Intuition suggests if you want to stabilize something, you remove energy; but for some systems, the removal of energy has an unexpected effect: destabilization. Take, for instance, a top—a toy designed to spin rapidly on a flat surface. When it’s inert, it lays off to its side, but when it is spinning, the motion allows it to stay balanced on its tip. As time goes on, the top meets with the friction of the table beneath it and the air molecules surrounding it. As energy leaves the system, it becomes unstable—its motions are now unpredictable and uneven, until finally, the top comes to a rest.
The reason for this counter-intuitive behavior of such spinning objects was first proved on physical grounds by Lord Kelvin and Tait in 1867 and disseminated in their famous Treatise on Natural Philosophy. About a century later, it was proved mathematically by the Russian mathematical physicist Chataev. It has become an important long-accepted paradigm in the theory of stability. It says that a gyroscopically stabilized system—one that gains stability through a spinning motion, like a top or a spacecraft—becomes unstable when there is dissipative damping—removal of energy. In recent research published in the AIAA Journal, Firdaus Udwadia, professor of aerospace and mechanical engineering, civil and environmental engineering, and information and operations management at the USC Viterbi School of Engineering, learned that such systems can actually become exponentially stable if dissipative damping is accompanied by an infusion of energy.
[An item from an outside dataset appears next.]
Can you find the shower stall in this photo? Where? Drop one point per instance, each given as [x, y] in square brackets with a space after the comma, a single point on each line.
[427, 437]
Done just the right way, the cooperative interaction of the injection and removal of energy can significantly elevate the system’s stability, creating a whole new paradigm in stability theory.
Said Udwadia: “What it says is the paradigm of stability has to be altered or changed. Kelvin and Tait never thought of injecting and simultaneously removing energy to stabilize a system, because the injection of energy to do this is counter-intuitive. The prevailing paradigm has been in use for 150 years. This discovery provides the opportunity to make many such mechanical and aerospace systems extremely stable, something that was thought impossible to do in the presence of dissipative damping.”